I mostly scratched my head and copied everyone else's notes in Philosophy 101, but I do believe I have a handle on the concept of "burden of proof." Like the hypothetical chumps who point at Russell's teapot revolving around the Sun, those who advocate for the Merit Pay Fairy or charter schools or test-based teacher evaluations or vouchers or the end of seniority or getting rid of the masters bump or any number of other reformy policies have an affirmative obligation to make their case.

In other words: I don't have to prove the Merit Pay Fairy or the Tenured Boogeyman don't exist; the reformyists have to prove they do. And, I'm very sorry to say, not only have they not made their case - the vast majority of the evidence we have is stacked against them.

Take teacher evaluation based on tests; here's Valerie Strauss:
These experts have said over and over and over that the method by which test scores are factored into an evaluation of how effective a teacher is are dramatically unreliable and unfair. Some say it will destroy the teaching profession because it will identify effective teachers as ineffective and ineffective teachers as effective. Some bad teachers will be fired but some good ones will too. Others will leave in disgust.
That’s what happened, for example, in New York City when Carolyn Abbott, who teaches mathematics to seventh- and eighth-graders at the Anderson School, a citywide gifted-and-talented school on the Upper West Side of Manhattan, learned that her “value-added” score made her the worst eighth grade teacher in the entire city. The score of course didn’t reflect that her students already scored near 100 percent proficiency and were doing advanced math — but the formula didn’t care.
The value-added formulas actually compare how students are predicted to perform on the state ELA and math tests, based on their prior year’s performance, with their actual performance, as Teachers College Professor Aaron Pallas wrote here. Teachers whose students do better than predicted are said to have “added value”; those whose students do worse than predicted are “subtracting value.” By definition, he wrote, about half of all teachers will add value, and the other half will not.
No, Abbott’s case wasn’t an aberration. Lots of scores are wrong. Yet state after state insists on foisting this on teachers and even principals. [emphasis mine]
So we've tried value-added modeling (VAM) for teacher evaluation. It doesn't work. And we've tried merit pay. It doesn't work. Not only have the reformyists failed to carry the burden of proof; the evidence we do have is overwhelmingly against them.

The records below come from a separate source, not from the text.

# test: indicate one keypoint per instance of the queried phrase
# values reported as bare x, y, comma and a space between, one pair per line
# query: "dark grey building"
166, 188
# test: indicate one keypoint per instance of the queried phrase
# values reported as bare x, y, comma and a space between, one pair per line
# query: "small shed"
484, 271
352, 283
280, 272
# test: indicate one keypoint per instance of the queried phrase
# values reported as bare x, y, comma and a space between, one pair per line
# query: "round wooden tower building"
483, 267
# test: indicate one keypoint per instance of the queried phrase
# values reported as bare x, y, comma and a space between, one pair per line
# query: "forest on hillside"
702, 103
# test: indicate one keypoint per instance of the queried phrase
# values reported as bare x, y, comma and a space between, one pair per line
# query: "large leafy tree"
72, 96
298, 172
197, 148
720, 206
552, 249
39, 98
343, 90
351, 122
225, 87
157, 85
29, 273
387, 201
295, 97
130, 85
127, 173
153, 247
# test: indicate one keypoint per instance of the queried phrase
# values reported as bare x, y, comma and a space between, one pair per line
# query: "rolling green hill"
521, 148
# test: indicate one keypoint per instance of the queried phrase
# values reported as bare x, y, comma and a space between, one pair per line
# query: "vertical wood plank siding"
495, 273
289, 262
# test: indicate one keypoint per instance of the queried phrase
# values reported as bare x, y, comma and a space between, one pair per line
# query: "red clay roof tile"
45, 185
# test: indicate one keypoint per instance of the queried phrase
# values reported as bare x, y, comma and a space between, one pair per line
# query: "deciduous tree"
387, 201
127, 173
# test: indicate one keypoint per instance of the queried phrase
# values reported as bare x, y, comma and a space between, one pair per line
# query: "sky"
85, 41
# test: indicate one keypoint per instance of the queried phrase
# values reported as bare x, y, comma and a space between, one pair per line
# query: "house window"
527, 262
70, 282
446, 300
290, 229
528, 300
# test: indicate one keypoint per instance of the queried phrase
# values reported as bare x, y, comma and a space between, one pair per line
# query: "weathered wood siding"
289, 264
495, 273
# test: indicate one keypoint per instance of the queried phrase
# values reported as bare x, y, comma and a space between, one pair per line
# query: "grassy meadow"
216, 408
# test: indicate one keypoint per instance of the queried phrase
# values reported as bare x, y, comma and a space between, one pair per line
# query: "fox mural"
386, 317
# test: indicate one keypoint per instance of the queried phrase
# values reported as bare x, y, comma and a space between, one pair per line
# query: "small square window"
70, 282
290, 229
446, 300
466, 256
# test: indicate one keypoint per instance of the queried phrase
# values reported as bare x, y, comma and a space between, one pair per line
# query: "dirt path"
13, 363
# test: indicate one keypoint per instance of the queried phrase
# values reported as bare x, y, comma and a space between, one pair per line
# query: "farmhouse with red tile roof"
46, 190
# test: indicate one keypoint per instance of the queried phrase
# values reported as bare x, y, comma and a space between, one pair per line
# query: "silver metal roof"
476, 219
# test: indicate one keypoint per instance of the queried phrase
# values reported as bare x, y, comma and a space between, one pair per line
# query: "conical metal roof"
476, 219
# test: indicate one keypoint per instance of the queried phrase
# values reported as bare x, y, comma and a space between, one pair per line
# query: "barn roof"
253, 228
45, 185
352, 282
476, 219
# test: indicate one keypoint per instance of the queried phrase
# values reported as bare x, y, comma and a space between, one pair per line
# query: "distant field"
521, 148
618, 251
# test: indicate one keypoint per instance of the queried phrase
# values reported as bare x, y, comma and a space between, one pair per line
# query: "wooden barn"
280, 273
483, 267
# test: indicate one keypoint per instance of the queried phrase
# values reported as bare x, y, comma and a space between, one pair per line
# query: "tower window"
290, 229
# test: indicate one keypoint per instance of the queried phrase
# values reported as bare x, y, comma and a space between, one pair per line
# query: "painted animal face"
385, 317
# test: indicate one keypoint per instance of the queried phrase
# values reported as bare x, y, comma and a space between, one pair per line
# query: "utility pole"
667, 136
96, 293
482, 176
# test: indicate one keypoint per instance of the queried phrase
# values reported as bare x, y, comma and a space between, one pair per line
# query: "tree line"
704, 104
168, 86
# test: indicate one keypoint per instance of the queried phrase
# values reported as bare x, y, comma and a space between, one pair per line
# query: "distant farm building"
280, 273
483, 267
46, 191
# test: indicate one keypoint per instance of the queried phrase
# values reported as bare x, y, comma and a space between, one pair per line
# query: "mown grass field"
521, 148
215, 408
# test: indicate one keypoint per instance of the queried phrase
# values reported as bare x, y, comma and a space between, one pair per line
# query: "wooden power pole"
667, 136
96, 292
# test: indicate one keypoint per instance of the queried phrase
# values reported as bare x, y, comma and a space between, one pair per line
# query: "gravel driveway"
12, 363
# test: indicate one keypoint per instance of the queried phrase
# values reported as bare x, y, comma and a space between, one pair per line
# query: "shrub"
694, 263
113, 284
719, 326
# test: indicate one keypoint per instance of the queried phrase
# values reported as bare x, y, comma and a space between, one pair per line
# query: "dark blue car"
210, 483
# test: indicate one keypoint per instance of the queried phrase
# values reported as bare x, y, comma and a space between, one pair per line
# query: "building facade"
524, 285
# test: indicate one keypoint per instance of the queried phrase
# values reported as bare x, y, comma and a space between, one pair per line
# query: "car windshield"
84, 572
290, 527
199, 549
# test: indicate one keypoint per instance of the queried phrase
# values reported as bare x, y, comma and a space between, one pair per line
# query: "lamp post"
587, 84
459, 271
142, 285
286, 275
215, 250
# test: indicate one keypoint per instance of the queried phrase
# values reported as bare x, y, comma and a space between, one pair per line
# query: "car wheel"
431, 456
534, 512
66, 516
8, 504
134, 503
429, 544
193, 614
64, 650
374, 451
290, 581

And yet these people soldier on. Not only are they convinced that they are correct; they demand their agenda be implemented immediately. It's an incredible state of affairs.

Folks, I'll admit that I am taking a position on these things that is self-interested, both as a parent and as a teacher. I don't want to work in a school that worships at the false idol of the bubble test; I don't want to send my kids to that school either. I don't want to lose my tenure, and I would hate to see merit pay turn my workplace into a scene from Glengarry Glen Ross.

But if anyone could meet the burden of proof about any of this stuff, I'd be forced to admit they had a point. If someone could show, with reasonable certainty, that charter schools can help all children succeed, or that VAM isn't riddled with error, or that the Merit Pay Fairy is real... well, I'd have to agree that we should try out their ideas.

The problem is, they can't. Again, I don't have to disprove reformy theories; they have to prove them. And they haven't even come close.

Whaddyu mean, "I ain't real"?!

ADDING: Let me be very, very clear: no one has shown there are masses of bad teachers in our schools. I'm only buying into that premise to show how shallow the argument of the reformyists is.